Language of Vision

Language of Vision

Language of Vision

Language of Vision

Excerpt

This book, written by a young artist, bears witness that a third generation is on the march, willing to continue and to make secure the modern tradition which has developed in the course of this century; or, as Gyorgy Kepes states it: "To put earlier demands into concrete terms and on a still wider social plane."

It was not the rule in the nineteenth centuryfor younger generations to consciously continue the work of their predecessors. To do so is new; it means that we are in a period of consolidation.
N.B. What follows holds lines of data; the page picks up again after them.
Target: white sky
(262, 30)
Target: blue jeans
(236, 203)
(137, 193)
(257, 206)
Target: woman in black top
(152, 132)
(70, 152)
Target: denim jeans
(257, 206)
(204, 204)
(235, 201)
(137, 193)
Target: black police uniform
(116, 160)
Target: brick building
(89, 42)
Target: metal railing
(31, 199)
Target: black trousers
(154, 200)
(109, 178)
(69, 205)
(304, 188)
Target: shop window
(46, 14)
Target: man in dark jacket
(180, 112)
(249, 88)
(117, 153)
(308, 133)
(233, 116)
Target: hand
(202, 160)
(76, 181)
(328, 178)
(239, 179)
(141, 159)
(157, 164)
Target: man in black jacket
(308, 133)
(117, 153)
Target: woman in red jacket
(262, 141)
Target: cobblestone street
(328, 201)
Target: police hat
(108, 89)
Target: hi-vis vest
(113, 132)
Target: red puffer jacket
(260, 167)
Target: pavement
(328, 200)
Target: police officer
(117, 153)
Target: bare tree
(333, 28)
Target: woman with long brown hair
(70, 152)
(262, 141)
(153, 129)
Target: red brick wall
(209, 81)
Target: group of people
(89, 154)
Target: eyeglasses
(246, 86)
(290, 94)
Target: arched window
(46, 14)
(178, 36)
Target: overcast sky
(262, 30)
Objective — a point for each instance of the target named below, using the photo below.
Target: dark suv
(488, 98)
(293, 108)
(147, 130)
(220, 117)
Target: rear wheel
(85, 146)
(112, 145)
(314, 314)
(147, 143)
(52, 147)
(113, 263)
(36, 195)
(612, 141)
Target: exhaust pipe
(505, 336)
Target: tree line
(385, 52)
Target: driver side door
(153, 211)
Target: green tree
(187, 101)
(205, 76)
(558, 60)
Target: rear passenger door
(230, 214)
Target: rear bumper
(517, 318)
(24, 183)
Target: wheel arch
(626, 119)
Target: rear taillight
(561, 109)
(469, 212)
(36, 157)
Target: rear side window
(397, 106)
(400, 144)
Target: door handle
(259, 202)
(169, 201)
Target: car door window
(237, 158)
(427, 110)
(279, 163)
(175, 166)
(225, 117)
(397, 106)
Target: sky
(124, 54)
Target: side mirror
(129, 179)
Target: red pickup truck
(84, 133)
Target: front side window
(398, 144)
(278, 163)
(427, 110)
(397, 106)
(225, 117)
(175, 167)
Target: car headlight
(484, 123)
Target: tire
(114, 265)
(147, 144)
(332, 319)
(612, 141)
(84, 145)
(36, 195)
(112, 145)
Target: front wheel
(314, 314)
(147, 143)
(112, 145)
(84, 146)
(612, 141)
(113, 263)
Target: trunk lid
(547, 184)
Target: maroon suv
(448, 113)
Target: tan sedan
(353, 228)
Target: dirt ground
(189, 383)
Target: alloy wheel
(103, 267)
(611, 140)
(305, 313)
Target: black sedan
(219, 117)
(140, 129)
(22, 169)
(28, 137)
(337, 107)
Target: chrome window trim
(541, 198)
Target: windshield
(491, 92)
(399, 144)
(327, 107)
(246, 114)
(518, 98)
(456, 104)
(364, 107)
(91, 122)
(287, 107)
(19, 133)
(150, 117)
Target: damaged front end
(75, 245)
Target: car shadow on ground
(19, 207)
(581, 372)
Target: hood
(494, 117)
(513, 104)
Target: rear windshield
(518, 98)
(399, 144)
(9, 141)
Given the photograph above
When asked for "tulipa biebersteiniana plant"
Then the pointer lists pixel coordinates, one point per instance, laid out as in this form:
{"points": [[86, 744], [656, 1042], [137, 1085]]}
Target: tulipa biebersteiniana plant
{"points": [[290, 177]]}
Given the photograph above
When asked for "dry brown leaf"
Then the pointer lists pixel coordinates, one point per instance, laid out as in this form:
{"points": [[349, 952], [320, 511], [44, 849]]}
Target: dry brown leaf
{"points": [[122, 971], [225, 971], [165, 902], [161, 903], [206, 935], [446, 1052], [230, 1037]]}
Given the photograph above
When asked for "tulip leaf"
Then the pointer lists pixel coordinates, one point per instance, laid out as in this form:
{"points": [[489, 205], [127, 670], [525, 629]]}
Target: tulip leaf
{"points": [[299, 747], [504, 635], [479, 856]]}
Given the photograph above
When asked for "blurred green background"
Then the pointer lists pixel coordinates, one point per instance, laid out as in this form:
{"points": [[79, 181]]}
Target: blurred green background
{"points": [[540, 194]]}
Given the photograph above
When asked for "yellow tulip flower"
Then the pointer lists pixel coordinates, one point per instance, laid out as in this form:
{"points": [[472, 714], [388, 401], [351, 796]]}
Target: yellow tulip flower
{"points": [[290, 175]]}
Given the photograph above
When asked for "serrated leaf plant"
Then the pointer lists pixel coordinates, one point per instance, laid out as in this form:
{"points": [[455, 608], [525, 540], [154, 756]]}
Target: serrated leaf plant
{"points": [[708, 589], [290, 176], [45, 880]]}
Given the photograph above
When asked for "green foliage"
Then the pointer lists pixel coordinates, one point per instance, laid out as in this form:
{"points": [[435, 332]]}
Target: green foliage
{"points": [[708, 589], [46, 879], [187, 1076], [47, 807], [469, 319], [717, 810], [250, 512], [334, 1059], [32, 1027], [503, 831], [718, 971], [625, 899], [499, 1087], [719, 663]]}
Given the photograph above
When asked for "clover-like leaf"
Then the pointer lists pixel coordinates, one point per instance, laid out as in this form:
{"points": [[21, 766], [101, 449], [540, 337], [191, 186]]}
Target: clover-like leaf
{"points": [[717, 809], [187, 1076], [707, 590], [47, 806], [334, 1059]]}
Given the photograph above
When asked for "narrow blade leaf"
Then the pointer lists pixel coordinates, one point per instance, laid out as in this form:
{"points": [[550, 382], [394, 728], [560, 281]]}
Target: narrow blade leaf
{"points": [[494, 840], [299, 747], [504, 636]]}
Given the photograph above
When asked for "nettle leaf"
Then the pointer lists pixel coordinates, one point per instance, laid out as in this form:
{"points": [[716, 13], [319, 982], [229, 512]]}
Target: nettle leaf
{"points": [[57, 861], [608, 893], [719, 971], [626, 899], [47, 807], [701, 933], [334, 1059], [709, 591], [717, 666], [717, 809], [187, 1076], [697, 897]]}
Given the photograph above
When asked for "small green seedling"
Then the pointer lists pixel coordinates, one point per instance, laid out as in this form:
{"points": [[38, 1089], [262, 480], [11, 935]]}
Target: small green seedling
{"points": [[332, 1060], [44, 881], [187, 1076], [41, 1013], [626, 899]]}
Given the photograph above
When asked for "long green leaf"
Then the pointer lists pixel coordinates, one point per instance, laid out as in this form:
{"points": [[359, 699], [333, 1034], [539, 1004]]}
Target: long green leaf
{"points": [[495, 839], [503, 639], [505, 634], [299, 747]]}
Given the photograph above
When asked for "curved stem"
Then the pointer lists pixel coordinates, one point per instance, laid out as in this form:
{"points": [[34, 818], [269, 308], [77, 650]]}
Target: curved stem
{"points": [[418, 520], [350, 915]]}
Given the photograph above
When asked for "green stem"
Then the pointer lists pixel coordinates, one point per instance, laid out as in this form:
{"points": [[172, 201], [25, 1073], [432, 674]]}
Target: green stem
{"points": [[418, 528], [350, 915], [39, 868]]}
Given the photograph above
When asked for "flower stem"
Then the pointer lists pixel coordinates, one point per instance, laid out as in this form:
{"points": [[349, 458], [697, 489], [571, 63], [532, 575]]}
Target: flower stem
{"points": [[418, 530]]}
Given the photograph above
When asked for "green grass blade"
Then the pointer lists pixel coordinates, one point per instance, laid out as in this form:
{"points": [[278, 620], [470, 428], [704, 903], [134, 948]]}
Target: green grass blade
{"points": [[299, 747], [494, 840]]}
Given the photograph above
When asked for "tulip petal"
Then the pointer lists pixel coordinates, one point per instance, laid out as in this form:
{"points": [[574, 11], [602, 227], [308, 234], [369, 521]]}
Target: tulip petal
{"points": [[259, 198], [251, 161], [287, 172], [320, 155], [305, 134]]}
The public, including those who govern and administer it, is still lacking the artistic, that is, the emotional training corresponding to our period. Both are plagued by the split which exists between advanced methods of thinking and an emotional background that has not caught up with these methods. The demand for continuity will become more and more the key word of this period. 'Every day something new' is the inheritance of the last century's disastrous urge. It still persists in many ways. Continuity does not mean standstill or reaction. Continuity means development. Every period changes, as the body does, from day to day. Gothic, Renaissance, Baroque were, in all their phases, constantly developing. But these changes have to be rooted in other than purely materialistic considerations. They have to grow from other sources: the medieval Kingdom of God, the absolutism of the seventeenth century, a political faith, or even an artistic credo.

'Every day something new' reveals helplessness combined with lack of inner conviction, and always eager to flatter the worst instincts of the public. It means change for change's sake, change for the sake of high-pressure salesmanship. It means demoralization.